Nicholas Carr's Rough Type blog jokes about Microsoft's container data centers being a trailer park.  But, he appends his blog later quoting the searchdatacenter interview with Mike Manos and Christian Belady.

UPDATE: There's more on the data center philosophy of the 'Soft Boys in this interview with Manos and one of his colleagues. On the attraction of containers: "One of the things we like about them is we can take a bunch of servers and look at the output of that box and look at the power it draws. At the end of the day, we can determine, 'What is the IT productivity of that unit? How many search queries were executed per box? How many emails sent or stored?' You can get into some really interesting metrics. A lot of people say you can't look at the productivity of a data center, but if you compartmentalize it - not as small as the server level, but at some chunk in between - you can measure productivity."

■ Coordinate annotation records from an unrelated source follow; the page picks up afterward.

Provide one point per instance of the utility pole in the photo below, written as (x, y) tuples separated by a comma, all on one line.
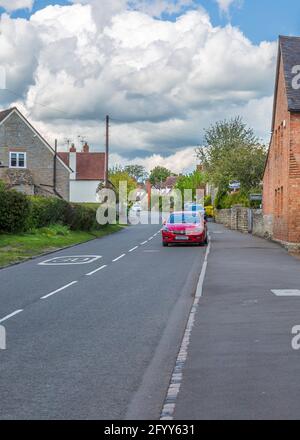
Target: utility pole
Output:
[(55, 166), (106, 151)]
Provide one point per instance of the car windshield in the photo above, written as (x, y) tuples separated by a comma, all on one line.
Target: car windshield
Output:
[(196, 207), (183, 218)]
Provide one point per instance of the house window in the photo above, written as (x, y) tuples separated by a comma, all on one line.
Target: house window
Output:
[(17, 160)]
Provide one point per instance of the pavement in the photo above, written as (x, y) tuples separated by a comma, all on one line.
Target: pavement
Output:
[(240, 362), (95, 340)]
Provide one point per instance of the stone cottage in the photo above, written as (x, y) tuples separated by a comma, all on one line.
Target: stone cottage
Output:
[(281, 198), (27, 162)]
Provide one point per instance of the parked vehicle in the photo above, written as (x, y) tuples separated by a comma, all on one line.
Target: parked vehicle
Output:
[(194, 207), (187, 227), (136, 207)]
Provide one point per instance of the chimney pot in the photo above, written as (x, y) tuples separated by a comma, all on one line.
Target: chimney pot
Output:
[(86, 148)]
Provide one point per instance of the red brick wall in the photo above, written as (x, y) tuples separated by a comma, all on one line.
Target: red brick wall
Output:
[(294, 180), (276, 198)]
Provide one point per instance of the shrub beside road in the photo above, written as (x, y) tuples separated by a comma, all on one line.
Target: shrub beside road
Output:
[(30, 226)]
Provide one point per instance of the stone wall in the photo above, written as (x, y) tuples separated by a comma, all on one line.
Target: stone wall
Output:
[(246, 220), (17, 136)]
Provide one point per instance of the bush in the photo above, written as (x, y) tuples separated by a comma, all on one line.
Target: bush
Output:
[(226, 201), (20, 213), (47, 211), (210, 211), (14, 211), (207, 201), (81, 218)]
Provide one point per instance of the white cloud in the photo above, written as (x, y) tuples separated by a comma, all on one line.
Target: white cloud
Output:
[(183, 161), (13, 5), (166, 80), (225, 5)]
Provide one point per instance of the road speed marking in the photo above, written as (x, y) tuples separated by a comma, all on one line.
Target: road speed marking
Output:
[(119, 258), (59, 290), (96, 270), (71, 260), (10, 316), (133, 249), (286, 292)]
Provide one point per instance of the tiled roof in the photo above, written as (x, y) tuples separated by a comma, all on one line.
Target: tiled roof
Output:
[(289, 47), (5, 113), (89, 166)]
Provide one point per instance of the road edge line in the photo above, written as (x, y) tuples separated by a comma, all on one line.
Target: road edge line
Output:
[(169, 406)]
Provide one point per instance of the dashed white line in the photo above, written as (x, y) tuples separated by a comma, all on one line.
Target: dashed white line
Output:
[(96, 270), (59, 290), (10, 316), (119, 258)]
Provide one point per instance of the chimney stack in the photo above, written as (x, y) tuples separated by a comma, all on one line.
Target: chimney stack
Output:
[(86, 148)]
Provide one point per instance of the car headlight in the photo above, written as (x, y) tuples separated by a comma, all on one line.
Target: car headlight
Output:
[(198, 230)]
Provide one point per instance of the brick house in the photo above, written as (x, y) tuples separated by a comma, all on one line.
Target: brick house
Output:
[(27, 161), (281, 194), (88, 170)]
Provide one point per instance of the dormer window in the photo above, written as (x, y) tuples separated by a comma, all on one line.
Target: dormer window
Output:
[(17, 160)]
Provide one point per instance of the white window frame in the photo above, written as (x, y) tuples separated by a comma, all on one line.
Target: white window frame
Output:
[(17, 154)]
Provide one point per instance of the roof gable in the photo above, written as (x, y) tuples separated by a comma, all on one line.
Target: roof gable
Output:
[(290, 49), (5, 114), (89, 166)]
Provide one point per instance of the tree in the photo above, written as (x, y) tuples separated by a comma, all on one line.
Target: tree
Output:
[(192, 181), (159, 175), (137, 172), (117, 175), (232, 152)]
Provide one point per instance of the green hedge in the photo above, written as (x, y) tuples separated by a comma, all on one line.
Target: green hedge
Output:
[(20, 213), (47, 211), (14, 211), (226, 201)]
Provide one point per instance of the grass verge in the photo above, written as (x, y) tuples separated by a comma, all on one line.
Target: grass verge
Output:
[(15, 248)]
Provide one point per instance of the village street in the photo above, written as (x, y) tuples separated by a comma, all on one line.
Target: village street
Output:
[(105, 347)]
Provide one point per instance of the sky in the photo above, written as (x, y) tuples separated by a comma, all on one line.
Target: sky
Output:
[(164, 70)]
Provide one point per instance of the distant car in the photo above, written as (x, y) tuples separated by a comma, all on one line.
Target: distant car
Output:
[(195, 207), (136, 207), (185, 227)]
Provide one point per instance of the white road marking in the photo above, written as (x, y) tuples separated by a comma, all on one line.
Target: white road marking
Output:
[(176, 380), (133, 249), (96, 270), (59, 290), (286, 292), (71, 260), (10, 316), (119, 258)]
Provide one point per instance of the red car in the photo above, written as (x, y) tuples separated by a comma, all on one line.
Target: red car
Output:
[(185, 227)]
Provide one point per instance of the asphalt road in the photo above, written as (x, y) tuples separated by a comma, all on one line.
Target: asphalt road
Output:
[(240, 363), (104, 346)]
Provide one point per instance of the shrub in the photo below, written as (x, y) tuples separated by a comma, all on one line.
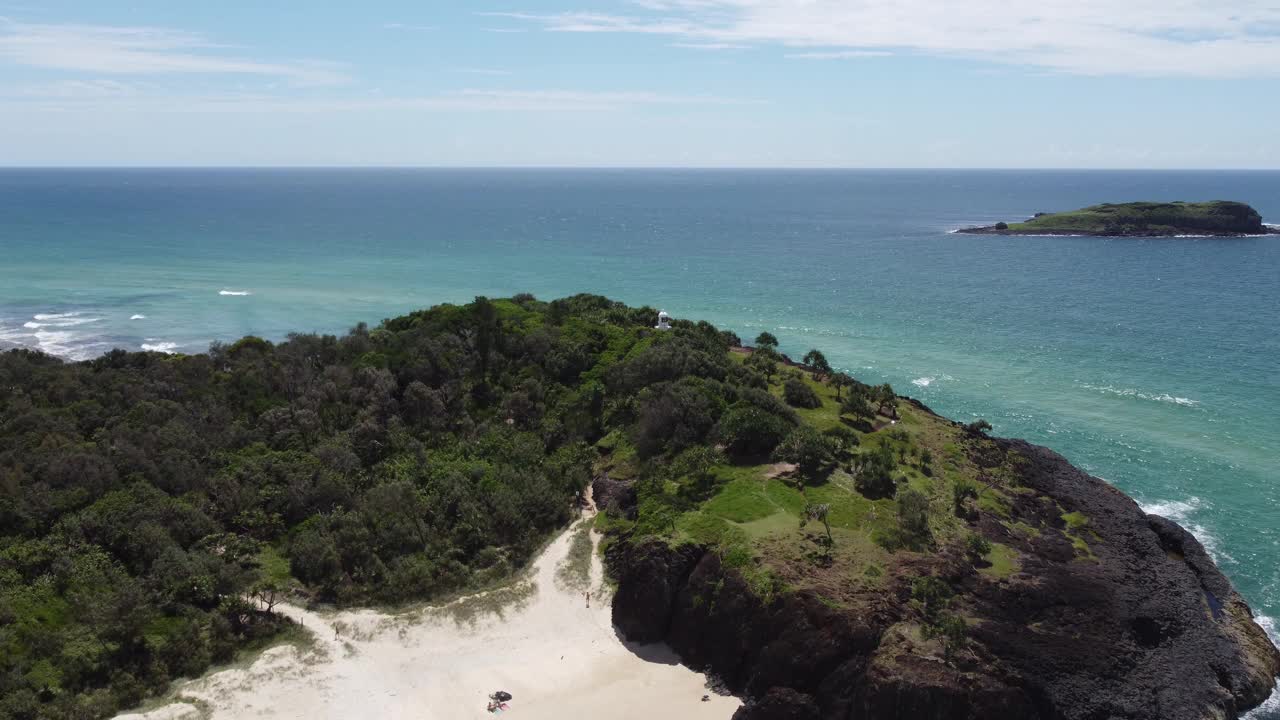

This is one advantage Microsoft will gain from going down the path of containers in that it will be easy for them to use the containers as a unit of measure for PUE and compute capability metrics. As they update the hardware in a container, they will be able to make comparisons between versions. They will now have 220 possible mini data centers (containers) to experiment on what are the right combinations - storage, memory, processors (AMD/intel), SSD, network configurations, power systems, etc. This is going to let them experiment and have a standard unit of comparison.  This is innovative.